JohnMakin · 2024-09-18T18:14:49 1726683289

thanks for the explanation, I like the idea

Telemaco019 · 2024-09-18T18:19:45 1726683585

You're welcome! And thanks again for the feedback!

jasonhansel · 2024-09-22T01:18:16 1726967896

Can you use this with kubecolor? https://github.com/kubecolor/kubecolor

Incidentally: I have no idea why something like kubecolor isn't built in to kubectl itself.

Telemaco019 · 2024-09-22T08:23:03 1726993383

Absolutely! kubesafe is simply a wrapper, so you can use it with any Kubernetes tool by passing the tool as the first argument to kubesafe.

Example with kubecolor:

`kubesafe kubecolor get pods --all-namespaces`

smlx · 2024-09-21T08:07:38 1726906058

I came up with a simpler solution that keeps kube contexts separated per terminal.

https://smlx.dev/posts/kubectl-global-state/

acedTrex · 2024-09-21T19:05:33 1726945533

I handle this by never keeping production kubeconfigs on my local device. i pull them down on demand.

robertlagrant · 2024-09-18T16:21:31 1726676491

This seems good, but can it also be done via ACLs in vanilla Kubernetes?

Telemaco019 · 2024-09-18T18:15:10 1726683310

Thanks Robert!
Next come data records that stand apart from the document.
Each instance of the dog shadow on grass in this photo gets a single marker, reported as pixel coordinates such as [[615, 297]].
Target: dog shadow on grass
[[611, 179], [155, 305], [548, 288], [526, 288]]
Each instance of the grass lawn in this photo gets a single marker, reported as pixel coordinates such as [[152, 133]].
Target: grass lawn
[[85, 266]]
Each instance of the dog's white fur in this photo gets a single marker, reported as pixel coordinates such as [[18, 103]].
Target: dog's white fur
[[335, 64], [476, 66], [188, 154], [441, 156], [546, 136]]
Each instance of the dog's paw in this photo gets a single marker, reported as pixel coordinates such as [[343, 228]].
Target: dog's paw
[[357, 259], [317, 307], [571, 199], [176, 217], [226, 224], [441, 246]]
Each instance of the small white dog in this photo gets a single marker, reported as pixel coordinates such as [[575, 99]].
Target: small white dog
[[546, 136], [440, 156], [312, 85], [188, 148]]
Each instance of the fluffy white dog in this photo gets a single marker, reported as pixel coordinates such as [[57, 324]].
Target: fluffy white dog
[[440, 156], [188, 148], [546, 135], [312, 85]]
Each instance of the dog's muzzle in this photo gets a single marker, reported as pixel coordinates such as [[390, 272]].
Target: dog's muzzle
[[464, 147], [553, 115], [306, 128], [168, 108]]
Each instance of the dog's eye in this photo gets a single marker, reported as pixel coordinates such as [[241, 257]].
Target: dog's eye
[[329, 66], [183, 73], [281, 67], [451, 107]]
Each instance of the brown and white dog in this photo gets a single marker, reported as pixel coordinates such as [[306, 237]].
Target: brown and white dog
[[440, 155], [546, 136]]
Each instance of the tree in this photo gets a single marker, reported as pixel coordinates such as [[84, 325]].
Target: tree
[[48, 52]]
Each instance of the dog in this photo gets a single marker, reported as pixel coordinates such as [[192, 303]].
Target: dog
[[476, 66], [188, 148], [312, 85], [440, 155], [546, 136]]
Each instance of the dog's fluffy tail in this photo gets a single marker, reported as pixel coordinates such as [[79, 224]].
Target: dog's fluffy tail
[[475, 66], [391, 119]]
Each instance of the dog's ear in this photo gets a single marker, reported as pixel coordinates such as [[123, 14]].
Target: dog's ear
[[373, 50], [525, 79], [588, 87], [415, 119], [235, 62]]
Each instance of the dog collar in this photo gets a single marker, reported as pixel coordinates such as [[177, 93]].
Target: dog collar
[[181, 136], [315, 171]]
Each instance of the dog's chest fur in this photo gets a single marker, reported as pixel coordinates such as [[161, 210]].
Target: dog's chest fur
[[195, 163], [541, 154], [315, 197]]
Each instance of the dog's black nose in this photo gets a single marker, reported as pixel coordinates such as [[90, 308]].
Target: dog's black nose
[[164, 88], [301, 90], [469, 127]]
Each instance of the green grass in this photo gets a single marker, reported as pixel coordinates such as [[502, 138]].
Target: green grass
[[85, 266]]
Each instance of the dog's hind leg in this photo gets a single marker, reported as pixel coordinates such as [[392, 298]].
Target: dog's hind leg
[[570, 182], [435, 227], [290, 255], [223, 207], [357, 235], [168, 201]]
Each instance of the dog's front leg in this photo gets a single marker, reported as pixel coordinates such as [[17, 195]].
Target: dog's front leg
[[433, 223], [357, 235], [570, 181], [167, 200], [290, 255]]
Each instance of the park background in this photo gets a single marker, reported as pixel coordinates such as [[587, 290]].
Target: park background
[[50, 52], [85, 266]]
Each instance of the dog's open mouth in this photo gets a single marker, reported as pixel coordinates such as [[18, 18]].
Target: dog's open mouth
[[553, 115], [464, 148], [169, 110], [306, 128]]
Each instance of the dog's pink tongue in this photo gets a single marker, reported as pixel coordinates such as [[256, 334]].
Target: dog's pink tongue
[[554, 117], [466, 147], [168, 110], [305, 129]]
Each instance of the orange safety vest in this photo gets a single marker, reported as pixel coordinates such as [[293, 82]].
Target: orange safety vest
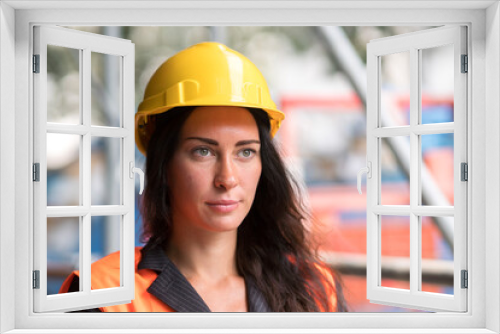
[[106, 274]]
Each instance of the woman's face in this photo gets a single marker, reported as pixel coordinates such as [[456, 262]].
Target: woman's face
[[215, 170]]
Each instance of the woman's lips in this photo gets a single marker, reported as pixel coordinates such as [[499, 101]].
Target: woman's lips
[[223, 206]]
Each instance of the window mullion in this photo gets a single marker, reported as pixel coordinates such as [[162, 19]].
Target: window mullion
[[85, 160], [414, 170]]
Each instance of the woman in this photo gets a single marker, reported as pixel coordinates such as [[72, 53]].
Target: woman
[[224, 224]]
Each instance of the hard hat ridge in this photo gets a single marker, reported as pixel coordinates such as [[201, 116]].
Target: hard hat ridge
[[205, 74]]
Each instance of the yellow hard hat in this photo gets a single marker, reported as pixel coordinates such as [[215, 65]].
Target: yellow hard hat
[[205, 74]]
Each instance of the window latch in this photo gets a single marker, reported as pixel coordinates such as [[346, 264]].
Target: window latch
[[36, 172], [36, 63], [465, 279], [368, 171], [134, 170], [36, 279], [464, 171], [465, 64]]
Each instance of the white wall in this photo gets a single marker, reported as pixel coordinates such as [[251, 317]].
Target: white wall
[[7, 40]]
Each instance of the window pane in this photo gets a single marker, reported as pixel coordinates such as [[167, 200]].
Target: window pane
[[63, 245], [106, 171], [105, 240], [437, 84], [63, 169], [437, 155], [437, 254], [394, 180], [395, 251], [106, 89], [395, 88], [63, 85], [336, 149]]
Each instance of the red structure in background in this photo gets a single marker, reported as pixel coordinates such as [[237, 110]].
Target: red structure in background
[[339, 211]]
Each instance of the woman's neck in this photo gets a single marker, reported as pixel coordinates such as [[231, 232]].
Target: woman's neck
[[203, 255]]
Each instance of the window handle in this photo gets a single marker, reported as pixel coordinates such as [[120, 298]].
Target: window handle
[[134, 170], [368, 171]]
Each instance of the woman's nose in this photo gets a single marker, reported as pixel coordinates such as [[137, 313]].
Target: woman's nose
[[225, 175]]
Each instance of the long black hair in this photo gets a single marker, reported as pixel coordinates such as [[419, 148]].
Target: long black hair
[[273, 246]]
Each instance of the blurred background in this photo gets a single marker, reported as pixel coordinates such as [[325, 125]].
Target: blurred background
[[316, 78]]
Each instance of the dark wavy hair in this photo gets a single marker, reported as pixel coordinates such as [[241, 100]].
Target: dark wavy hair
[[273, 246]]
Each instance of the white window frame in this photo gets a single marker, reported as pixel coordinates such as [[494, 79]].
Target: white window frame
[[124, 51], [483, 21], [379, 127]]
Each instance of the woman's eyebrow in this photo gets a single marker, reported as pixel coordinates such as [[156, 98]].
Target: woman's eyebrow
[[215, 143]]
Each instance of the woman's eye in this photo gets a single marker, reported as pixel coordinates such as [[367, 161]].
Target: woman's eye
[[203, 152], [247, 153]]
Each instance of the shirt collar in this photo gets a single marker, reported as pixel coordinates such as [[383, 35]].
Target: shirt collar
[[172, 288]]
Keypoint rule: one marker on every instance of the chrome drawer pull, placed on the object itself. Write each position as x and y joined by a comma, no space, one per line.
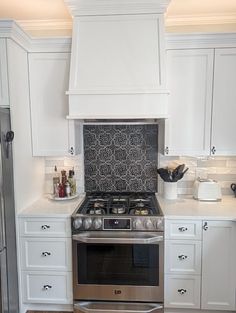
43,227
46,253
182,229
182,291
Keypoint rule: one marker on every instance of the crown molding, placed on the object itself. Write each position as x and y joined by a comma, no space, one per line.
208,19
10,29
104,7
200,40
57,24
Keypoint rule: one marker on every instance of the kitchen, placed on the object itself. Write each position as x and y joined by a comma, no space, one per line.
36,85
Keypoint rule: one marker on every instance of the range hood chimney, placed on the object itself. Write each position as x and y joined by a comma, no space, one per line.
117,66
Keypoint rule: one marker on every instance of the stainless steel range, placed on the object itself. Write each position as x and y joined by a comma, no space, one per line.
118,253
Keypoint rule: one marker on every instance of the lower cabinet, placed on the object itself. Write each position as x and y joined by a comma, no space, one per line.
46,261
219,265
200,274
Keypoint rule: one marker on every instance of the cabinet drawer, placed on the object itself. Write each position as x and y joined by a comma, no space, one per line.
183,257
45,287
46,254
176,229
45,227
182,291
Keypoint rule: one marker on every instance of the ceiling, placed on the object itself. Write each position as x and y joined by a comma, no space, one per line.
51,17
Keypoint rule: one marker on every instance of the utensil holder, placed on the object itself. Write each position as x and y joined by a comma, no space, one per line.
170,190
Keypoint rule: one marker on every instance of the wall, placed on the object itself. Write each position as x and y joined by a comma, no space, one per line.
222,169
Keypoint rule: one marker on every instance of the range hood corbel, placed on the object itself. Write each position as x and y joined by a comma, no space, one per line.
118,59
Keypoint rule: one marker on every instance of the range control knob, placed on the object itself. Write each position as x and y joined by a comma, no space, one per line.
87,223
77,223
137,224
148,224
159,224
97,223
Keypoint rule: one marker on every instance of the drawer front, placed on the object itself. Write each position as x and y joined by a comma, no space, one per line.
46,254
46,287
183,257
182,291
175,229
45,227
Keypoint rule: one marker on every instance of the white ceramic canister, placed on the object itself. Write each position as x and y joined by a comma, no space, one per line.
170,190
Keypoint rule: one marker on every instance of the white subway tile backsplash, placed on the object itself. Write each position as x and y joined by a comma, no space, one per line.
222,169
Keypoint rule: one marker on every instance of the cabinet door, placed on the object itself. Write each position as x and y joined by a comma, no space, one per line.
4,96
224,105
189,80
218,266
49,77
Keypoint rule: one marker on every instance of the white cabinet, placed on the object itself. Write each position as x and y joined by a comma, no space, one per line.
189,80
224,103
4,94
46,261
218,265
52,133
182,264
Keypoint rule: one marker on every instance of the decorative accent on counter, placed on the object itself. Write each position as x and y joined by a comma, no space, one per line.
63,187
170,177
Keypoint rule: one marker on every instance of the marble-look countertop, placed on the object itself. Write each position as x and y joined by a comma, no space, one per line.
185,207
52,208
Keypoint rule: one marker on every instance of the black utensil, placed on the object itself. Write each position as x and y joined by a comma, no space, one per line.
233,187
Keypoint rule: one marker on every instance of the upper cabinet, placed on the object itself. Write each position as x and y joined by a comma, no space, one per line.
189,79
52,134
202,102
4,94
224,103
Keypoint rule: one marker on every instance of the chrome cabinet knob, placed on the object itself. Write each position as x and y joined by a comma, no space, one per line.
44,227
137,224
213,150
71,151
87,223
46,253
182,229
182,257
77,223
148,224
97,223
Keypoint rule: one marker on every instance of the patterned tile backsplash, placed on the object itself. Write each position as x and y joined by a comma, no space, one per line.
120,157
222,169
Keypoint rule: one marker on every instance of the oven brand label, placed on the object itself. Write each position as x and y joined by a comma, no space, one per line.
117,291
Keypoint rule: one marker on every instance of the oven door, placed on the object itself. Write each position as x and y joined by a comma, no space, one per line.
118,266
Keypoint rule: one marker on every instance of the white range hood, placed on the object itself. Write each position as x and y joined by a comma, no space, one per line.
118,59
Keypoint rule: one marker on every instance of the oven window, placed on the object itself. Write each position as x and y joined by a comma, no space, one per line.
119,264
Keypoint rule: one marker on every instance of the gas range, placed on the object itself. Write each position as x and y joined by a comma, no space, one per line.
118,211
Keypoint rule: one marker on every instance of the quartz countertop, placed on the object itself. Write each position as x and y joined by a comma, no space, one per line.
189,208
52,208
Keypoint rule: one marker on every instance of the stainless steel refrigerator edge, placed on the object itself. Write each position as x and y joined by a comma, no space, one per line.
8,256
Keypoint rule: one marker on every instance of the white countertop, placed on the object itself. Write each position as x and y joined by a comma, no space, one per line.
51,208
189,208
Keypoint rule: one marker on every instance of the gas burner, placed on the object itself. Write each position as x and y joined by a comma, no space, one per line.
140,200
117,209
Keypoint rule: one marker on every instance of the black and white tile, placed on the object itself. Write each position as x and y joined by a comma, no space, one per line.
120,157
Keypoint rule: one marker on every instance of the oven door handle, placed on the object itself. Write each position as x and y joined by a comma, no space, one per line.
117,307
119,238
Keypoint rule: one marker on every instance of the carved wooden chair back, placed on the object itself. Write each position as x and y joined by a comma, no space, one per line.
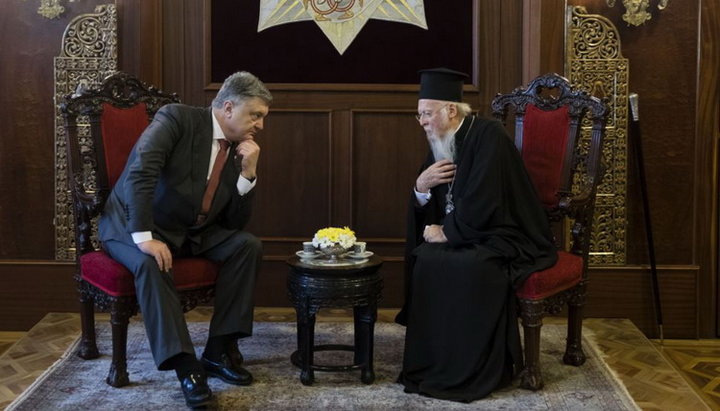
102,125
566,170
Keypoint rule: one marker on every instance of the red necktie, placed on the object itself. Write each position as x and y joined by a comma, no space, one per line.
214,180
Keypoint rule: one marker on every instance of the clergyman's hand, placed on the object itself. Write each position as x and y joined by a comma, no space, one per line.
159,251
434,234
440,172
249,152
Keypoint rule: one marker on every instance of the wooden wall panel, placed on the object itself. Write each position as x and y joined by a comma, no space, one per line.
708,134
293,193
27,160
388,149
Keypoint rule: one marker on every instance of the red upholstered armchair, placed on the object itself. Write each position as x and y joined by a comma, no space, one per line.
566,171
102,125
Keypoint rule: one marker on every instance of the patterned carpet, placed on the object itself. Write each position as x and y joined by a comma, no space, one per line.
73,383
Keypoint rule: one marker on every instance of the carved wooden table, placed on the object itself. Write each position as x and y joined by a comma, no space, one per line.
311,287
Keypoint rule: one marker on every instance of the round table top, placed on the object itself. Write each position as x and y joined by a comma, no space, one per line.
372,262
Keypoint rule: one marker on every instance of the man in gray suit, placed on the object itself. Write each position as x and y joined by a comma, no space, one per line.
159,209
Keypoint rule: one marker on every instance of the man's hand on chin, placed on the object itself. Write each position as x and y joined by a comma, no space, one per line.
159,251
434,234
248,152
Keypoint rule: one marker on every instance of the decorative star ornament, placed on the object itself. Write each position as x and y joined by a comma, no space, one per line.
340,20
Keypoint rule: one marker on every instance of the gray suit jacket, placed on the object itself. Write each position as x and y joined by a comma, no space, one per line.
164,180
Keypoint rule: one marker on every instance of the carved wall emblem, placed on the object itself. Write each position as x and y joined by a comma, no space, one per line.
594,62
340,20
88,54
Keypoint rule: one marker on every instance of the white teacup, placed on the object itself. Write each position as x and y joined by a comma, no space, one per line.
359,247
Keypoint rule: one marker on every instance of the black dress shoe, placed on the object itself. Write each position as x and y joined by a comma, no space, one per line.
226,371
196,391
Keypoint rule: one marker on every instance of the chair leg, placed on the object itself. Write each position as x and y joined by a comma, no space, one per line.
118,376
531,377
574,354
88,346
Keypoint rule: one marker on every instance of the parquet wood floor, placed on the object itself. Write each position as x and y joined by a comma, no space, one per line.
677,375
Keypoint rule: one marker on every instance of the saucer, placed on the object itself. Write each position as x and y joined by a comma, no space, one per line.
366,254
307,256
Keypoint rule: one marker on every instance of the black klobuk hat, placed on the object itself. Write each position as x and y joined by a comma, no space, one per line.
441,84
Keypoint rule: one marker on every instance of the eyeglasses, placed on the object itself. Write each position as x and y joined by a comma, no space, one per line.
429,113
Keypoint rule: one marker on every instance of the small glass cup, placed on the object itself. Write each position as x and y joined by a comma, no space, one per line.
308,247
359,247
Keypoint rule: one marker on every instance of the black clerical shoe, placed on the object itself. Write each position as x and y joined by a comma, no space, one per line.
226,370
196,391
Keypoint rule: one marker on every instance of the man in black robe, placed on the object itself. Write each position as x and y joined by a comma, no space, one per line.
476,230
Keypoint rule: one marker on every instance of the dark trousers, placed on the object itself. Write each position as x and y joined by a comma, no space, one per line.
164,320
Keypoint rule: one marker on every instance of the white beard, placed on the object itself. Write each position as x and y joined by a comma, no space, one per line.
443,147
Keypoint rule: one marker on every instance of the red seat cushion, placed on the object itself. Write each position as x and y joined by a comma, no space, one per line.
566,273
103,272
544,139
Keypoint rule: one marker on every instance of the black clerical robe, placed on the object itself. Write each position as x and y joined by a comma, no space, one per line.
462,338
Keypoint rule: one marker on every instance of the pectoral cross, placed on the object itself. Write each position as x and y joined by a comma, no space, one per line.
449,206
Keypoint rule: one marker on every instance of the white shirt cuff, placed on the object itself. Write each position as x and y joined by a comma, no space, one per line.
422,198
244,185
141,236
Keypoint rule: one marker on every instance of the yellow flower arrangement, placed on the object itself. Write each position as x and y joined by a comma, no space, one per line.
327,237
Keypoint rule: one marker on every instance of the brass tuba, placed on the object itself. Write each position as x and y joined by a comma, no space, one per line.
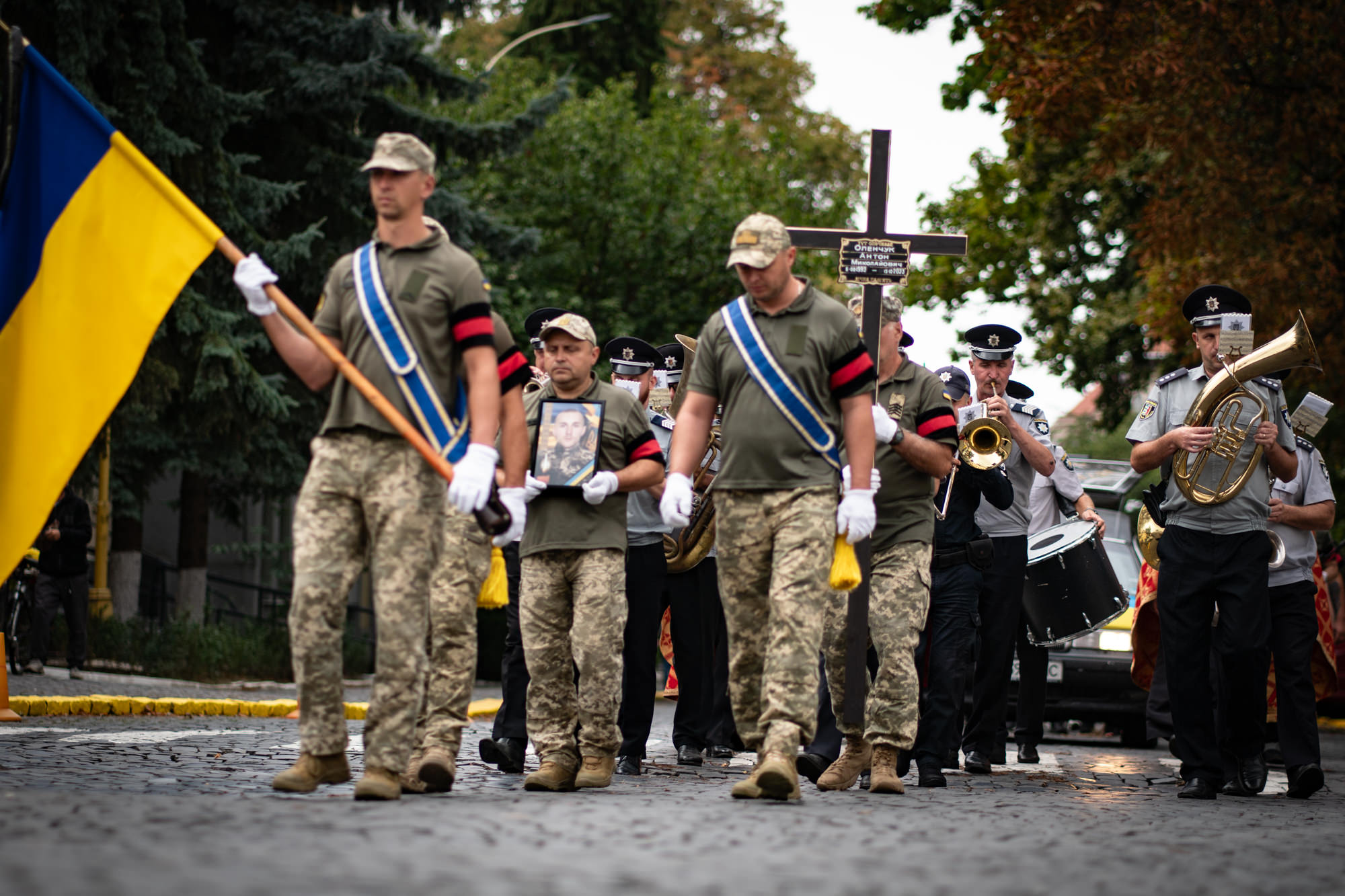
984,443
1221,404
689,545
Yes, you can achieve this with ACLs in Kubernetes, but it requires setting up multiple Roles and contexts. Even then, you might accidentally switch to a higher-permission Role and accidentally run a risky command, thinking you're in a different cluster or using a low-permission user.

Kubesafe is just an extra safety net to prevent those kind of accidents :)

robertlagrant · 2024-09-18T23:13:01 1726701181

That makes sense - thanks for the reply.

coding123 · 2024-09-21T16:28:54 1726936134

Another option, just give prod's creds to CI only.

Telemaco019 · 2024-09-21T17:27:58 1726939678

I think it’s a tradeoff between safety and speed. Having only the CI/CD with production access can significantly slow you down, especially in the early stages when you’re focused on the product and still building out your tooling/infrastructure.